< Richteren 17 >
1 En er was een man van het gebergte van Efraim, wiens naam was Micha.
Havia um homem da região montanhosa de Efraim, cujo nome era Miquéias.
2 Die zeide tot zijn moeder: De duizend en honderd zilverlingen, die u ontnomen zijn, om dewelke gij gevloekt hebt, en ook voor mijn oren gesproken hebt, zie, dat geld is bij mij, ik heb dat genomen. Toen zeide zijn moeder: Gezegend zij mijn zoon den HEERE!
Ele disse a sua mãe: “As onze centenas de moedas de prata que foram tiradas de você, sobre as quais você proferiu uma maldição, e também falou aos meus ouvidos, a prata está comigo”. Eu a levei”. Sua mãe disse: “Que Yahweh abençoe meu filho!”
3 Alzo gaf hij aan zijn moeder de duizend en honderd zilverlingen weder. Doch zijn moeder zeide: Ik heb dat geld den HEERE ganselijk geheiligd van mijn hand, voor mijn zoon, om een gesneden beeld en een gegoten beeld te maken; zo zal ik het u nu wedergeven.
Ele restaurou as onze centenas de moedas de prata para sua mãe, então sua mãe disse: “Eu certamente dedico a prata de minha mão a Iavé para meu filho, para fazer uma imagem esculpida e uma imagem derretida. Agora, portanto, vou restaurá-la a você”.
4 Maar hij gaf dat geld aan zijn moeder weder. En zijn moeder nam tweehonderd zilverlingen, en gaf ze den goudsmid, die maakte daarvan een gesneden beeld en een gegoten beeld; dat was in het huis van Micha.
Quando ele devolveu o dinheiro a sua mãe, sua mãe pegou duzentas moedas de prata e as deu a um ourives, que fez uma imagem esculpida e uma imagem derretida dela. Estava na casa de Miquéias.
5 En de man Micha had een godshuis; en hij maakte een efod, en terafim, en vulde de hand van een uit zijn zonen, dat hij hem tot een priester ware.
O homem Miquéias tinha uma casa de deuses, e fez um éfode, e teraphim, e consagrou um de seus filhos, que se tornou seu sacerdote.
6 In diezelve dagen was er geen koning in Israel; een iegelijk deed, wat recht was in zijn ogen.
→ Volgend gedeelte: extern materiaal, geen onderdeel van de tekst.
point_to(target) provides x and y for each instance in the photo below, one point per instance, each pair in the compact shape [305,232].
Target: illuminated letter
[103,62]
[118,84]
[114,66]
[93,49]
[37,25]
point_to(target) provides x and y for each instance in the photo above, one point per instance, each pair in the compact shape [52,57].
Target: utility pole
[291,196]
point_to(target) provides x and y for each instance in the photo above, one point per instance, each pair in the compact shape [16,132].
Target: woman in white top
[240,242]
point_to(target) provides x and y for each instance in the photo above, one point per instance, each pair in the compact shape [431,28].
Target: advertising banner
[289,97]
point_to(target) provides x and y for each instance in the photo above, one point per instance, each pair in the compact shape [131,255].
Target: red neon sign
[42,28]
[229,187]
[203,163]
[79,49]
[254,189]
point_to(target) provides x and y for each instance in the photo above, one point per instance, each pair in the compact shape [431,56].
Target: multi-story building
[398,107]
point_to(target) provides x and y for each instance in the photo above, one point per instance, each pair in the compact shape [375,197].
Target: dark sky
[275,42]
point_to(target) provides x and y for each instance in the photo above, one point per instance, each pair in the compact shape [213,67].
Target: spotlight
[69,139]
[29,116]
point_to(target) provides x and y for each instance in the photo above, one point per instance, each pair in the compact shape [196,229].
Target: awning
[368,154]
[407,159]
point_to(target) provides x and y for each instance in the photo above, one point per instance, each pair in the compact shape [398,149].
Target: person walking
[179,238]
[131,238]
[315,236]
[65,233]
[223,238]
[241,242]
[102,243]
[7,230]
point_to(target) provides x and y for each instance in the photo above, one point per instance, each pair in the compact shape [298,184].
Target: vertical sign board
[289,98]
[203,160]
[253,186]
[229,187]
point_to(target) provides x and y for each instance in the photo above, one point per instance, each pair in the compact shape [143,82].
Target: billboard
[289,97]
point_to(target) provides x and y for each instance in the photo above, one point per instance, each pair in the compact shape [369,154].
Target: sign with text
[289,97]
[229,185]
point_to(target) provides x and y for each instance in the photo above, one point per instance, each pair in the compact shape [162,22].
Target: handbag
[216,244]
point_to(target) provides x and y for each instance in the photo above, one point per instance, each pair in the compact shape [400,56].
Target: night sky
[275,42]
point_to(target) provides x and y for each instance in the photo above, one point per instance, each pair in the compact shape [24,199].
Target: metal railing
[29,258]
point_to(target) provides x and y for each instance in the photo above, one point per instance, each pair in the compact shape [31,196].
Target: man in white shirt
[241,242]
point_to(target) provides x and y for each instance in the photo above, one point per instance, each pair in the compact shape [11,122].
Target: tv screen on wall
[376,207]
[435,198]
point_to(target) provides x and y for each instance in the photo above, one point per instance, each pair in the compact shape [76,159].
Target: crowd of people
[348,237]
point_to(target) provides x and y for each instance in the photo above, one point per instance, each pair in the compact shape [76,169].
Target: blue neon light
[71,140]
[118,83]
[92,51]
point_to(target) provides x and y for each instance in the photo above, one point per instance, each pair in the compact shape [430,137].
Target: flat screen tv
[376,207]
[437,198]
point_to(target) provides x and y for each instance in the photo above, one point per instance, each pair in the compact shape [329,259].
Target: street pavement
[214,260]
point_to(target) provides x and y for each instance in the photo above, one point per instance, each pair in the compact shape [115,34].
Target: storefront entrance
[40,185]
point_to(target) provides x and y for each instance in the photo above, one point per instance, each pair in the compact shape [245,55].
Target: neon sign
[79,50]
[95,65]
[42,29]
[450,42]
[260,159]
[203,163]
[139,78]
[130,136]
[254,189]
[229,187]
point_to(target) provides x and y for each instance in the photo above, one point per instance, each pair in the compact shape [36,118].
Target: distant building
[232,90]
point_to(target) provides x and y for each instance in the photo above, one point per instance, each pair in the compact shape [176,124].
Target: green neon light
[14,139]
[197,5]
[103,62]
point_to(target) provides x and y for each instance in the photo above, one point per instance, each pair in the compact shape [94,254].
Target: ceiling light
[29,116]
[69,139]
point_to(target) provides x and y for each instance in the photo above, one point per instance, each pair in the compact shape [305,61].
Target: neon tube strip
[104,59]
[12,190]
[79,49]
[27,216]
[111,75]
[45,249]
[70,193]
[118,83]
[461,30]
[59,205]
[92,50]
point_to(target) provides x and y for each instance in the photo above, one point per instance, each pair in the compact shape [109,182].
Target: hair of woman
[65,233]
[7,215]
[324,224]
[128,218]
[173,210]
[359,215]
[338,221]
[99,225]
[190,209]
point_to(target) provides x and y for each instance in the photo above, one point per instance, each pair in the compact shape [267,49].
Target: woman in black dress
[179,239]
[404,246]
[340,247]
Naquela época, não havia rei em Israel. Todos faziam o que era certo aos seus próprios olhos.
7 Nu was er een jongeling van Bethlehem-Juda, van het geslacht van Juda; deze was een Leviet, en verkeerde aldaar als vreemdeling.
Havia um jovem de Belém de Judá, da família de Judá, que era um levita; e ele vivia lá.
8 En deze man was uit die stad, uit Bethlehem-Juda getogen, om te verkeren, waar hij gelegenheid zou vinden. Als hij nu kwam aan het gebergte van Efraim tot aan het huis van Micha, om zijn weg te gaan,
O homem partiu da cidade, de Belém Judá, para viver onde podia encontrar um lugar, e veio para a região montanhosa de Efraim, para a casa de Mica, enquanto viajava.
9 Zo zeide Micha tot hem: Van waar komt gij? En hij zeide tot hem: Ik ben een Leviet, van Bethlehem-Juda, en ik wandel, om te verkeren, waar ik gelegenheid zal vinden.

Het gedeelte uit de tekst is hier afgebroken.